緊急車両を運転する際には、車外マイクを使用して、「一般車両にどう動いてほしいのか」「緊急車両は直進なのか右左折なのか」「緊急車両は右から追い抜くのか、左から追い抜くのか」を周囲に知らせる必要があります。
これが出来ていない人が多いですね。
出来ていると勘違いしている人も多かったです。
車外マイクの性能を理解していないため、「救急車はこの先の交差点を右に曲がります。左に寄って停止してお待ちください」と言ってはいるものの、実際に社外のスピーカーから出る音は「くぁwせdrftgyふじこlpくぁwせdrftgyふみぎじこlpくぁwせdrftgyふじこlp」となり、まったく聞き取れていないんです。
この勘違い系の人は多いです。
次に多いのが、長すぎて通り過ぎちゃう選挙カーパターンですね。
「救急車はこの先の赤信号の交差点を右に曲がります。前の白い車は左によって停止してください。救急車は反対車線にはみ出して走行します。ゆっくり止まってください。」
マイクパフォーマンスが長すぎて、言い始めるころには音声が届いていないし、言い終わるころにはとっくに通り過ぎています。

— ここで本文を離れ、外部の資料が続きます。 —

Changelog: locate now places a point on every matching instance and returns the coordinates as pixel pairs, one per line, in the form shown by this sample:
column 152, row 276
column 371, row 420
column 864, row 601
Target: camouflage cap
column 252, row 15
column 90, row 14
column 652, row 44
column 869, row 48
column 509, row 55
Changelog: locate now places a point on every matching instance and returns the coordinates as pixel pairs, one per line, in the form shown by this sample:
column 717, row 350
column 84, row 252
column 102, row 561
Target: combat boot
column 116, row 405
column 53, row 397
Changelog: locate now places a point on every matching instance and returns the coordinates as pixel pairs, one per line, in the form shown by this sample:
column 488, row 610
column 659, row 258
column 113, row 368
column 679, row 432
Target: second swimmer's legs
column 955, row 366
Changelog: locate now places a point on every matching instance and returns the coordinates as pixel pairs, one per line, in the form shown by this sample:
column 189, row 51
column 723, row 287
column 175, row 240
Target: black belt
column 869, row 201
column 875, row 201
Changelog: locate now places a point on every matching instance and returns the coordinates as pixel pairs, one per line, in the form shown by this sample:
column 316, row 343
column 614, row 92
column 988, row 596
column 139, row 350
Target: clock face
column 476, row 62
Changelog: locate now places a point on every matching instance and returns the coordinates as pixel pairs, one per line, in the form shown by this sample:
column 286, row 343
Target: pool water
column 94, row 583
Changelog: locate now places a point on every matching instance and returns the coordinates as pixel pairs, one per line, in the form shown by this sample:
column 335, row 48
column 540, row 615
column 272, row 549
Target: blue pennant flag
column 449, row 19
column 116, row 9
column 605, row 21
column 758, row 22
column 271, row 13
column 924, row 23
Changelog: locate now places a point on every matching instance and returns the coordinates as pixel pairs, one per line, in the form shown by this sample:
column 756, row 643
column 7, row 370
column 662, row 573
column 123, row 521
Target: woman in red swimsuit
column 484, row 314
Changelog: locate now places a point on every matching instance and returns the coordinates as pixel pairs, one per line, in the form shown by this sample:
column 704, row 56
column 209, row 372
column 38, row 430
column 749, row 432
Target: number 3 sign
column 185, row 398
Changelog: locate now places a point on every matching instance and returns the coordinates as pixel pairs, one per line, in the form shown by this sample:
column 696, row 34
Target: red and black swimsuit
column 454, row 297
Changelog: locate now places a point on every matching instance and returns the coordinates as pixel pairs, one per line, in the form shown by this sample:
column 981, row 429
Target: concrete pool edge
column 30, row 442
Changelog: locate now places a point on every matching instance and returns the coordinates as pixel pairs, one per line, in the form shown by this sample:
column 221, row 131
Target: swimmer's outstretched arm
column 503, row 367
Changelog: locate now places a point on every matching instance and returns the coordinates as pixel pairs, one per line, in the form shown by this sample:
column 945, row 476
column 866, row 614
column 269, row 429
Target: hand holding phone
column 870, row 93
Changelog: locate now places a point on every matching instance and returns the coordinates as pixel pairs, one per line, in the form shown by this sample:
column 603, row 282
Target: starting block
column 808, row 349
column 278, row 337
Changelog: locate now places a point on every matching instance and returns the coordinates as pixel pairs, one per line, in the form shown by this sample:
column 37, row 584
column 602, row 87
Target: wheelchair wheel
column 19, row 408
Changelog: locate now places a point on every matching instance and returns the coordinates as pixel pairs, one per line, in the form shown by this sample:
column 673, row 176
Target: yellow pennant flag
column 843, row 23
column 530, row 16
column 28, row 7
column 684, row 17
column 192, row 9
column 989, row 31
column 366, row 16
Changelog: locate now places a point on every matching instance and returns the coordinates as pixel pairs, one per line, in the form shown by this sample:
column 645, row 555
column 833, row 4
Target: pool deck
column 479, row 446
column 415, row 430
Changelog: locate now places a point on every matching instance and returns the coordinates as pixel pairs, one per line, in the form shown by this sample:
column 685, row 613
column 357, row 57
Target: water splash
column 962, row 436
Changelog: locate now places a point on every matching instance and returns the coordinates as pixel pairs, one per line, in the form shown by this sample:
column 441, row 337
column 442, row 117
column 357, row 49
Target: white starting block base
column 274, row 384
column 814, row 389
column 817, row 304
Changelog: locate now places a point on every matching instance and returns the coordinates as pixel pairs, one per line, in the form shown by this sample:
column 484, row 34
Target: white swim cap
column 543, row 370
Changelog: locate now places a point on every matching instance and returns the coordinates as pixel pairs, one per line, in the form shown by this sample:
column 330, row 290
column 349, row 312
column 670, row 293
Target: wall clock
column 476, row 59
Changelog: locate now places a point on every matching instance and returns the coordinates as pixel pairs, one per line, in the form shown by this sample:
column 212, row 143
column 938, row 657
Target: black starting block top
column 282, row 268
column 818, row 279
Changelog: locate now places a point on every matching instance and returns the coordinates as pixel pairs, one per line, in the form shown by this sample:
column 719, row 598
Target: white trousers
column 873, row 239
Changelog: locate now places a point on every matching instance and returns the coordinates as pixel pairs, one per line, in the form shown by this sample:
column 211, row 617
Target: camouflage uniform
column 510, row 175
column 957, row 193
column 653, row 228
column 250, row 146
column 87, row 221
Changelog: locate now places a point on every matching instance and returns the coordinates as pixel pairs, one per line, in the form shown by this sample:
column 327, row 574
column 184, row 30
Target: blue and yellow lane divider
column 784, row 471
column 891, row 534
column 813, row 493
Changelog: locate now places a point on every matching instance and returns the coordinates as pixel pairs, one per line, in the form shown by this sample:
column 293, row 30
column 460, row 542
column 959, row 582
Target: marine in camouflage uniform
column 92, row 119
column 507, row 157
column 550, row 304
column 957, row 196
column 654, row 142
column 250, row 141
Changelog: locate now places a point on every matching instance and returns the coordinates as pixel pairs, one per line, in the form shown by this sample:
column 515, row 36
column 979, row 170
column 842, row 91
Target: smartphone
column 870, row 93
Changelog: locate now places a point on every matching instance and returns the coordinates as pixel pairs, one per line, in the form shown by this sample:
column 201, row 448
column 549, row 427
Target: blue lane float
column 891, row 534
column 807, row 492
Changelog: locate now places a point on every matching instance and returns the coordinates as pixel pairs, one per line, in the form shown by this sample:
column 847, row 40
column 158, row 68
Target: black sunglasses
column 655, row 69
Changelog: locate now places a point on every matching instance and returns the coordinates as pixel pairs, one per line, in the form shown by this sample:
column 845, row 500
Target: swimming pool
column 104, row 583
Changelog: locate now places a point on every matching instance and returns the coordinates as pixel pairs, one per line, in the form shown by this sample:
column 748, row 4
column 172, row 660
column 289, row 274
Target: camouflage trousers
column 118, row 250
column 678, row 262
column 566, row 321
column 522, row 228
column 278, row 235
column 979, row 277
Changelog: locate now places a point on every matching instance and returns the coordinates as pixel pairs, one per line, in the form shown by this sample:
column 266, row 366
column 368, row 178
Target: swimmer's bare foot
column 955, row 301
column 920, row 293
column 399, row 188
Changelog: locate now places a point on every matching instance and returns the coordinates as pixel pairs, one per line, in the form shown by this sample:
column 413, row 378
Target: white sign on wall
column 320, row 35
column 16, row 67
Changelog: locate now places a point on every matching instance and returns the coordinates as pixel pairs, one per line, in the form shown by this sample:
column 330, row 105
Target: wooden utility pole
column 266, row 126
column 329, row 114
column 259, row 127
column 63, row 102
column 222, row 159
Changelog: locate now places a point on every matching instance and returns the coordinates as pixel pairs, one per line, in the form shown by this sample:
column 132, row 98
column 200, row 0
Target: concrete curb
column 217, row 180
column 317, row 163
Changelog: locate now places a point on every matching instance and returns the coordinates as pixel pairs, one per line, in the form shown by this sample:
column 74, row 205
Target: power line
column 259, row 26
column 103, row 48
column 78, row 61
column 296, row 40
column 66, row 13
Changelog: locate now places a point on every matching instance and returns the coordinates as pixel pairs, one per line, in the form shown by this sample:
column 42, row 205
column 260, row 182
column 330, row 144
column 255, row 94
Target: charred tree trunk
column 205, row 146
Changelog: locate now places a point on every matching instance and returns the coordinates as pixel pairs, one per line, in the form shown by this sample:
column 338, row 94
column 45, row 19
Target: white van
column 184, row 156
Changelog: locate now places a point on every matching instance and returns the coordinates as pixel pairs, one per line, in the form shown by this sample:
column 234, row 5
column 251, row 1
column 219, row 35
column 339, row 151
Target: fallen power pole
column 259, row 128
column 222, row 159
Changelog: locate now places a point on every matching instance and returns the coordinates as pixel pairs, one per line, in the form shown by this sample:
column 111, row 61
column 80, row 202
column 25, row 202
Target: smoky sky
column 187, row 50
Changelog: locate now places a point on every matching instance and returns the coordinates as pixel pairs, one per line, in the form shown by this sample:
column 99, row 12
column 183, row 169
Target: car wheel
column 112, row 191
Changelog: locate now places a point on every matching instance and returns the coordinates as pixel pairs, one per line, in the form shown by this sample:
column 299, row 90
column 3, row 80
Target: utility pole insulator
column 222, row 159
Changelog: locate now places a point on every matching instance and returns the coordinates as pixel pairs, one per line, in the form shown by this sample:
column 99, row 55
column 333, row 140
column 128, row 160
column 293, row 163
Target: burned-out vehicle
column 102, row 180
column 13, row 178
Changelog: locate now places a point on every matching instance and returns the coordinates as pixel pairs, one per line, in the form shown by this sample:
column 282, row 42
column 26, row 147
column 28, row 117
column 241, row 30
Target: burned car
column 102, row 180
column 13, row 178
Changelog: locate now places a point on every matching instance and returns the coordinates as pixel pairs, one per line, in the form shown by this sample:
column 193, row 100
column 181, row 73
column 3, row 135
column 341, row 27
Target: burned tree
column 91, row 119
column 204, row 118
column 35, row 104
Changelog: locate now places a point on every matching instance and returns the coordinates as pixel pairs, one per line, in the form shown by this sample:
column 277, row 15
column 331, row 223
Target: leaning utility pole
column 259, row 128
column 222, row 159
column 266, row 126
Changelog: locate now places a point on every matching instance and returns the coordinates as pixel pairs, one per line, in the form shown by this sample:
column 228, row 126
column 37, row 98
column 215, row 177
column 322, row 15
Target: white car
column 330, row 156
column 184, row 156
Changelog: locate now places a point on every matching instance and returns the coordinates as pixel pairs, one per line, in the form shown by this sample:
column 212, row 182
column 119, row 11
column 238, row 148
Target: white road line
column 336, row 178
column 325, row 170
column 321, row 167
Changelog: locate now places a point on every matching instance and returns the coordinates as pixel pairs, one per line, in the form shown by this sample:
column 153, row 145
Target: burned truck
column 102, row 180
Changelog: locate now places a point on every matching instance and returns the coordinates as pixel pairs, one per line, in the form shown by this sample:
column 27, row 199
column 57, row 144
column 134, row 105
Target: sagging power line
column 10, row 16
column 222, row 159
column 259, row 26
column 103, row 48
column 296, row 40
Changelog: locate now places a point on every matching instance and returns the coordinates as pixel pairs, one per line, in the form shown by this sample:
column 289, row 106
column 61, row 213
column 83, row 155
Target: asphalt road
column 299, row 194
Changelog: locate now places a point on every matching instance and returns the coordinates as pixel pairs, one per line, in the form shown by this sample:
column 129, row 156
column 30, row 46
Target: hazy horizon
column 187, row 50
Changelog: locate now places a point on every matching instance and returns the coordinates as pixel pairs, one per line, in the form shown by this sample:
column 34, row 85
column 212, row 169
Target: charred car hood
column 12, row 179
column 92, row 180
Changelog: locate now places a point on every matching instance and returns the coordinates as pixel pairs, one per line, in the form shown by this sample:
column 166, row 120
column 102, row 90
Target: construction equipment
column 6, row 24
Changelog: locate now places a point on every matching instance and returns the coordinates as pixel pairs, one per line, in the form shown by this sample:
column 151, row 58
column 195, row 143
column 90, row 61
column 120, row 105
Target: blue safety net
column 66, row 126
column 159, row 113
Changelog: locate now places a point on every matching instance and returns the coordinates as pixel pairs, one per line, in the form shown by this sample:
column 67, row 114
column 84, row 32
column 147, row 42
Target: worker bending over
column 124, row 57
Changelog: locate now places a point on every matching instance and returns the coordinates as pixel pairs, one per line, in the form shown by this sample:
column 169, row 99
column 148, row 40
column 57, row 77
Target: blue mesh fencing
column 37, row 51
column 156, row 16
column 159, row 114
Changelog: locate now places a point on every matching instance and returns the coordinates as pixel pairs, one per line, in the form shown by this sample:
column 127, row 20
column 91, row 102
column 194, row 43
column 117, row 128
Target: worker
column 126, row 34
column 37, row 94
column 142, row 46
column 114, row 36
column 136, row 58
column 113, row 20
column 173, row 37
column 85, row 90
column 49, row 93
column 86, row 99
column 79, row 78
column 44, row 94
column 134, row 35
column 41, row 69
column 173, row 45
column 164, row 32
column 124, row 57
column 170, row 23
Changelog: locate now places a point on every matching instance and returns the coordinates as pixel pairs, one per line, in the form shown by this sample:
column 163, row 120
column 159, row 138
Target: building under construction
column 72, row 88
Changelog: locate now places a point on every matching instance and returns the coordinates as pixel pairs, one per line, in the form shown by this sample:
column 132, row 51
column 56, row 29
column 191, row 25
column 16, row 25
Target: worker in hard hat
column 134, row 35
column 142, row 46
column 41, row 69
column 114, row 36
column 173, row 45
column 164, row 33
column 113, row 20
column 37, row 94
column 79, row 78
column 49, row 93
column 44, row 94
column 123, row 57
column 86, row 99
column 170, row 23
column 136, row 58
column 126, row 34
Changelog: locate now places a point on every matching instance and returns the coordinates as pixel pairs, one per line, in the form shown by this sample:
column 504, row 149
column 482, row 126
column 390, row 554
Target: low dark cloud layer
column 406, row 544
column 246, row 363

楽しいドライブ中に緊急車両が近付いてきたら、前の車との車間を十分にとって同じ側に停止すれば大丈夫です!
結局はこれに尽きます。
緊急車両は1分1秒を貴重なものと捉えているからこそ、安全運転で緊急走行をしています。緊急車両と接触事故を起こしてしまうと、貴重な時間を大幅にロスすることとなっていまします。
緊急車両の進路を妨害しないのは、道路交通法で禁止されているからだけではなく、次のような考えを持ってみてはいかがでしょうか?
いつか自分の家族が事故に遭ってしまい、救急車を呼んだ時に、駆け付けてくれた救急隊員に対して心強く思うことでしょう。さらに、救急車が家族のもとに来るまでの道中では、多くの車・ドライバーが道を譲り協力をしている事実があるんです。救急隊員だけでなく、たまたま同じ道を走っていたドライバーも、家族が助かることを祈ってくれていると言っても過言ではないと思います。
自分がドライバーという立場の時でも同じです。救急車に道を譲ったその行為は、誰かを助けるための手助けになっているということを思うと、少しだけほっこりしませんか?